The Town challenged the trial court’s finding that it had temporarily taken portions of Wayne’s property and that there had been a regulatory taking of portions of Wayne’s property outside the easement area. The Town argued that its contractor’s use of Wayne’s property for construction along the easement was not an inverse taking and that the trial court had erred in allowing Wayne’s expert to testify as to the impact of construction crews’ activities on Wayne’s ability to use his land. However, the appellate court agreed with the trial court that the construction activities were necessary and essential to construction, and that the Town had failed to obtain a large enough plot of land to accommodate its construction activities, forcing it to appropriate additional portions of Wayne’s land outside the easement, sufficient to sustain an inverse takings claim. The appellate court upheld the trial court’s finding in favor of Wayne.

Further, the appellate court agreed with the trial court that, because of the Town’s construction activities, Wayne was deprived of some practical use of portions of his property, resulting in some level of regulatory taking. However, the appellate court disagreed with the trial court on the extent of the diminution in property value. Because Wayne’s property had been the subject of the 1997 customized development plan, Wayne’s rights to develop the property had vested, and because of the Town’s activities on the property, the trial court had found it was no longer feasible for Wayne to carry out the 1997 development plan in the portions of his property affected by the Town easement, and thus that the property had lost all beneficial value. The appellate court was not willing to go so far as to say that Wayne’s 87 acres impacted by the Town’s activities was rendered completely valueless, and instead charged that evidence should be presented to ascertain the actual diminution in Wayne’s property value. Lastly, the appellate court passed on the vested rights issue, simply holding that Wayne was only entitled to damages equal to his diminution in property value under state statute, not additional damages resulting from the loss of allegedly vested rights. The court remanded the diminution in value issue for a new trial.

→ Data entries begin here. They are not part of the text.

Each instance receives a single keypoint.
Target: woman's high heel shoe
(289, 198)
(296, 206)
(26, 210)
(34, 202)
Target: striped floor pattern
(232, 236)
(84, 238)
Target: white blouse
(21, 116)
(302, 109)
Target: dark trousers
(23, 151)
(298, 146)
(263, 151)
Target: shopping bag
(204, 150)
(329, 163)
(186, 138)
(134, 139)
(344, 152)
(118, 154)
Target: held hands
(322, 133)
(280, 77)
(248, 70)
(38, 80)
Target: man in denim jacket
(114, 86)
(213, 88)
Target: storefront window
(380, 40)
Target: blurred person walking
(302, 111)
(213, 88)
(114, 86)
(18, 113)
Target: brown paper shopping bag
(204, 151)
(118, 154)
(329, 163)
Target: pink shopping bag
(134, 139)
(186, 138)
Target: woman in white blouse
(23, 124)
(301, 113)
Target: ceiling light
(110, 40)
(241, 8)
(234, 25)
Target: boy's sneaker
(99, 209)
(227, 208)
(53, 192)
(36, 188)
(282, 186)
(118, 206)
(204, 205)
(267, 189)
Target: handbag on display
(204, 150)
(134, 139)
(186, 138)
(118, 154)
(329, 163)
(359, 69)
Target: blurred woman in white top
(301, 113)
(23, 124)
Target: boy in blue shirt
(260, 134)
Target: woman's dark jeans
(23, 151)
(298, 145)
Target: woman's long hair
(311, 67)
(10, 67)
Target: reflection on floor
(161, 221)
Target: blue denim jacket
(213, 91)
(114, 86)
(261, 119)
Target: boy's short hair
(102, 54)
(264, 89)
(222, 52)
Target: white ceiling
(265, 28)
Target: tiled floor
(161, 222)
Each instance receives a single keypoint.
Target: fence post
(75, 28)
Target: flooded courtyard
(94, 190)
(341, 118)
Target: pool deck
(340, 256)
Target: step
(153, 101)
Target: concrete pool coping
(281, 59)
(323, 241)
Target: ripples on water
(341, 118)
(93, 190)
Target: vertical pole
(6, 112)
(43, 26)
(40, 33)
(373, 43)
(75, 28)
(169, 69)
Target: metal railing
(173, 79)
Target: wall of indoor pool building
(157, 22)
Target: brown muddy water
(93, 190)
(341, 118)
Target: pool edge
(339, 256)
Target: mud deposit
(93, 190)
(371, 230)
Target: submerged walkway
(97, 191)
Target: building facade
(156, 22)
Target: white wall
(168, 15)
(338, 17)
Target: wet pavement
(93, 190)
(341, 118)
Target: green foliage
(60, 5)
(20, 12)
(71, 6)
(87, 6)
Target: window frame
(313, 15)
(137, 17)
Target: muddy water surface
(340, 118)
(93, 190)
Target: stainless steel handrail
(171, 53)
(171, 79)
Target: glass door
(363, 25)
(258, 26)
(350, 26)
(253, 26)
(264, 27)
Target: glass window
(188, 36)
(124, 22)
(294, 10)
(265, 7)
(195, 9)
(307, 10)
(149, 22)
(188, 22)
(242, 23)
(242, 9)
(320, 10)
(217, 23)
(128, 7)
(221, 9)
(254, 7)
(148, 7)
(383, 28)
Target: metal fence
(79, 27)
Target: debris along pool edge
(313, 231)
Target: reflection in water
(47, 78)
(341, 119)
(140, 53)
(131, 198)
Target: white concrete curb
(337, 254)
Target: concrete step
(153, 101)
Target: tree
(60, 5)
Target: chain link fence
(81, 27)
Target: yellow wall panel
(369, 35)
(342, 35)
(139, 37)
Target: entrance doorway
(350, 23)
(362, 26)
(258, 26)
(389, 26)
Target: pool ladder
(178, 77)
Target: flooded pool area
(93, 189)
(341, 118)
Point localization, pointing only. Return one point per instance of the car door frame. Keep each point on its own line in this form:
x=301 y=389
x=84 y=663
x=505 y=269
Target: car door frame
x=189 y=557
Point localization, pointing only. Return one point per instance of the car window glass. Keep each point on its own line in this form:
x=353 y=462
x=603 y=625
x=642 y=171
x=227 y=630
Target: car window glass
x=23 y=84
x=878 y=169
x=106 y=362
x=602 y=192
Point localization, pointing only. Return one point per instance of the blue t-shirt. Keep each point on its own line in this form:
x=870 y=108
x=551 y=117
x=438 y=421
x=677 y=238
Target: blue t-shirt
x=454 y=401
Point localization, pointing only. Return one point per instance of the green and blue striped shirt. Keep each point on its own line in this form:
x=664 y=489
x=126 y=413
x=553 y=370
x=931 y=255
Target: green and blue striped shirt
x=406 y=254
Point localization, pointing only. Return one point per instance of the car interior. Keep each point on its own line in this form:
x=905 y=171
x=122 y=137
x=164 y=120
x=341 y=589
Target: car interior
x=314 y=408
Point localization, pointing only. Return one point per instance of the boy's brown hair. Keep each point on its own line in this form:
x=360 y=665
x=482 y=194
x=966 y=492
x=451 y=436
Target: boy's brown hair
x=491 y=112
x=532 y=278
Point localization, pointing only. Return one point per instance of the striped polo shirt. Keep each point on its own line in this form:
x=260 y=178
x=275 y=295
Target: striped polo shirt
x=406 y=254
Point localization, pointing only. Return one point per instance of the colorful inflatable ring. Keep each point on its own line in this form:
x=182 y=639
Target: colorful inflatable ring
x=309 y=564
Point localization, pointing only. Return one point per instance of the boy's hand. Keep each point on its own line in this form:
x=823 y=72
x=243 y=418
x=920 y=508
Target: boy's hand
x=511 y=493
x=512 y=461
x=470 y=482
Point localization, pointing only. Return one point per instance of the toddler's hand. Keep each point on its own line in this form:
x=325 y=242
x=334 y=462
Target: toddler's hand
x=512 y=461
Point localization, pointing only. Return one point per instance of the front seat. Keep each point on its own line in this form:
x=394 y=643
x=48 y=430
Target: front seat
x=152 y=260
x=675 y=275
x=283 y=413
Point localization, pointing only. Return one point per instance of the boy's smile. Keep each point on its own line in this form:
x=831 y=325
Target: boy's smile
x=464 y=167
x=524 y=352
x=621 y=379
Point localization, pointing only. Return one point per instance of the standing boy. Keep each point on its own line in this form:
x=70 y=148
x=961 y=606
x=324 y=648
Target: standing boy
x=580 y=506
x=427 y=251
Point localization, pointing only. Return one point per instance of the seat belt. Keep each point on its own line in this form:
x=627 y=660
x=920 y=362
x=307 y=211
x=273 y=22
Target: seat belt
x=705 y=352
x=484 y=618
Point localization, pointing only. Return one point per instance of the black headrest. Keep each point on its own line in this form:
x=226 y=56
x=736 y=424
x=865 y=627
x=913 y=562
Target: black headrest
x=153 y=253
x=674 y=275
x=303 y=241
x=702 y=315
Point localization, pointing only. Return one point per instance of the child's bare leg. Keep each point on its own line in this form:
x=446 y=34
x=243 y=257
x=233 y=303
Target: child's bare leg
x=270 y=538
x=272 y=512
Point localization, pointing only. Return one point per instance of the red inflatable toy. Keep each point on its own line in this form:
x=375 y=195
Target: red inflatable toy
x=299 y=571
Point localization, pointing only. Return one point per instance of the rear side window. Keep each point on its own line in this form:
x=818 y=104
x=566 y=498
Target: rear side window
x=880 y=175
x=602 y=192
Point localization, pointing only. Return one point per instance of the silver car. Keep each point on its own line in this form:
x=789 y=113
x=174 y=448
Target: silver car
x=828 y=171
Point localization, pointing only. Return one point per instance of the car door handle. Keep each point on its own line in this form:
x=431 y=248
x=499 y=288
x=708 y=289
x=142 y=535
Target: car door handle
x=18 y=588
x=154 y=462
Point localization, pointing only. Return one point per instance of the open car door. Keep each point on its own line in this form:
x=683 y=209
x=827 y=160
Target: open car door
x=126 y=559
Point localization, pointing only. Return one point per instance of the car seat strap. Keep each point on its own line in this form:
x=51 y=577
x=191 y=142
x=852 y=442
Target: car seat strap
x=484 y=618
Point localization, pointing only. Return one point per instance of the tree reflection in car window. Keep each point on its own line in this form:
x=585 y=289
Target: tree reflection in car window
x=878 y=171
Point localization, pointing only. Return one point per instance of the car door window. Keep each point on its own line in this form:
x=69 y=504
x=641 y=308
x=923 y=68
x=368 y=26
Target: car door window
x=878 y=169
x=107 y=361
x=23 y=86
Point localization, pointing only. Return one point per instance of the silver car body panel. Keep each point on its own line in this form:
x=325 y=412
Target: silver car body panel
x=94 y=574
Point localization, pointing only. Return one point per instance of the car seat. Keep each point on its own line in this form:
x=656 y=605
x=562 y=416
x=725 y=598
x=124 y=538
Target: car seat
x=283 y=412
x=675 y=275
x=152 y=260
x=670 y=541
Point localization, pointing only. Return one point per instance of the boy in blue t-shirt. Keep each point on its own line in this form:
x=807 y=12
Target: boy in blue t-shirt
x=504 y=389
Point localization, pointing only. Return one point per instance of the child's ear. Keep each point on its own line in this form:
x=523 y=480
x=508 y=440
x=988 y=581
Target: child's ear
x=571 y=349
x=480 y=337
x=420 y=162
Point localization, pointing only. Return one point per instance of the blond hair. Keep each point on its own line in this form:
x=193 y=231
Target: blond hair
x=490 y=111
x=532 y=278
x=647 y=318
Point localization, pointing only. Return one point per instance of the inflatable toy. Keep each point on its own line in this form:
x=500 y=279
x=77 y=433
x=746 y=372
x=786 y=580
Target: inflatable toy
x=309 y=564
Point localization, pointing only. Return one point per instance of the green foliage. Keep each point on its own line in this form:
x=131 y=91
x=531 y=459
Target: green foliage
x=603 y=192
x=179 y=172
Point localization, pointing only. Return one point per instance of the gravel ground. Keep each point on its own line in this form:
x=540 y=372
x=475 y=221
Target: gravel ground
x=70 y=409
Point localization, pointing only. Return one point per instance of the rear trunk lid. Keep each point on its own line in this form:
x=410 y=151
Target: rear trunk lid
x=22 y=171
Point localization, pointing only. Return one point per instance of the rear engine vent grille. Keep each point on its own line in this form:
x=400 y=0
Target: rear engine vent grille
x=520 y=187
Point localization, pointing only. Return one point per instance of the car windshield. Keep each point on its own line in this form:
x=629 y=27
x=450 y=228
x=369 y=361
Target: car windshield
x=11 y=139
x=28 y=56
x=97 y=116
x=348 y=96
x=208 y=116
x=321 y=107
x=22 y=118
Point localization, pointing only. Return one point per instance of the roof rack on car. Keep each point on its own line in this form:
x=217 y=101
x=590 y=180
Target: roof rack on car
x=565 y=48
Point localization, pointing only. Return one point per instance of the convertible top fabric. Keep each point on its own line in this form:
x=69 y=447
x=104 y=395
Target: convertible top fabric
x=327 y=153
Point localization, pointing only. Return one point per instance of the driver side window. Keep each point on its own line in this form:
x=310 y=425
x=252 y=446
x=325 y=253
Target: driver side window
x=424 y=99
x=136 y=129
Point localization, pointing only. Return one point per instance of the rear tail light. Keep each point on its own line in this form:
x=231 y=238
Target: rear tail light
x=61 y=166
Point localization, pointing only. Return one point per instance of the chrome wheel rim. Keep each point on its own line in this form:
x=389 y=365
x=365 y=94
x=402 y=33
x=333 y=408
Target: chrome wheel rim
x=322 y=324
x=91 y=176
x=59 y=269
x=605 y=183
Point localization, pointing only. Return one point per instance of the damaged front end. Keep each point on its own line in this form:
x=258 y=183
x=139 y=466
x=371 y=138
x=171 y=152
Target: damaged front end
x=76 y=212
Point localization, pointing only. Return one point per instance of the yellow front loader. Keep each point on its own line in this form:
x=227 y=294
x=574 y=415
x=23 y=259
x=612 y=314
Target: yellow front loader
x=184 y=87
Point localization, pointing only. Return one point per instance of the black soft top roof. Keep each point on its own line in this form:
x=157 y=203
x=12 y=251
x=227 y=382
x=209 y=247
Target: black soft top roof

Finally, Wayne appealed on the question of unity of ownership between himself and Park Creek LLC, of which he was a member and majority shareholder. Unity of ownership would have allowed Park Creek to join in the condemnation award because the parcels owned by Park Creek and Wayne could have been considered together as a “single tract.” However, the court held that Board of Transp. v. Martin, 249 S.E.2d 390, 395 (1978) prevented them from finding unity of ownership between “a parcel of land owned by an individual and an adjacent parcel of land owned by a corporation of which that individual is the sole or principal shareholder.” The court refused to distinguish between and LLC and a corporation for purposes of applying the the Martin case, holding that where such unity may exist between separate parcels owned by husband and wife, such unity does not exist in Wayne’s case. For those reasons, the court upheld the decision of the court below, finding against Wayne and Park Creek.

Town of Midland v. Wayne, 2013 WL 4714329 (NC App. 9/3/13).